Kurt joined Blaine on the stairs, wrapping his arms tightly around his waist and waiting until the cops had taken the guys out of the house before they descended. Dalton had stopped growling, sitting quietly at the bottom of the stairs with his tail wagging lightly. The cops asked a few questions, wrote everything for the report, before telling them that they were lucky and leaving.
They surveyed the damage, their television having been pulled off its mount and various other things thrown about carelessly, before locking the door and sitting on the couch, Dalton nestled between their legs somehow.
"That was terrifying. Especially the part when you apparently wanted to play crime stopper." Blaine did something between a laugh and sigh before pressing his forehead to Kurt's shoulder.
"It wasn't like that; I just wanted to get Dalton upstairs." Kurt sighed, wrapping his arm around Blaine while tangling his other hand into Dalton's fur.
"As much as I like this dog, especially after tonight, if it's between you or Dalton, I'm going to pick you. Every time. There are thousands of other dogs. There is only one you." Blaine nodded, realizing just how stupid his actions had been. So soon after his accident too. He felt a little like he'd been tempting fate.

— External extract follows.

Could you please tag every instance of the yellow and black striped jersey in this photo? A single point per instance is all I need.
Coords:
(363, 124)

"Okay, now our choice is either to sit down here and relive that not so pleasant experience or go upstairs and try to get some sleep, deal with the damage in the morning. What do you say?" Kurt nodded, releasing Dalton's fur but giving him a loving pet before standing up.
They were halfway up the stairs when Blaine turned around, patting his leg and calling for the dog to follow them. Kurt thought that Blaine was leading him back into the bathroom, but when they passed it and Dalton followed them into the bedroom, he raised an eyebrow. He might have appreciated the dog for doing what he did, but there was absolutely no way that dog was sleeping in their bed with them. Maybe the floor, but definitely not the bed.
"Blaine." His voice didn't come out half as warning as it should have, but it was hard to do as Blaine and Dalton jumped into the bed, Blaine curling up on his side facing where Kurt should be laying, Dalton curling up on the foot of the bed, his tail wagging just the slightest bit.
"Come on Kurt. Just for tonight?"
Kurt sighed, unable to deny both sets of puppy eyes at once. He knew he was going to regret giving in, but he was unable to care just yet. Curling up beside Blaine, they shared their second goodnight kiss, both mumbling a goodnight to the dog that was already asleep near their feat, and drifted off to sleep themselves.
A/N: I'm so sorry it's been so long since I've updated anything. I promise, I'm working on No Man's Land as well as another Genie one shot. There is only one more story left in the EHo verse that I've planned as well, so there's that to look forward to.
I hope you enjoyed this story. I have been in the need of some serious fluff with all the angst in my own life, so this came out. And Dalton is completely inspire by what I imagine my dog's puppies would be like, only larger. (Father is Jack Russell Terrier/Chihuahua, mother is Poodle. It'll be an interesting mix.)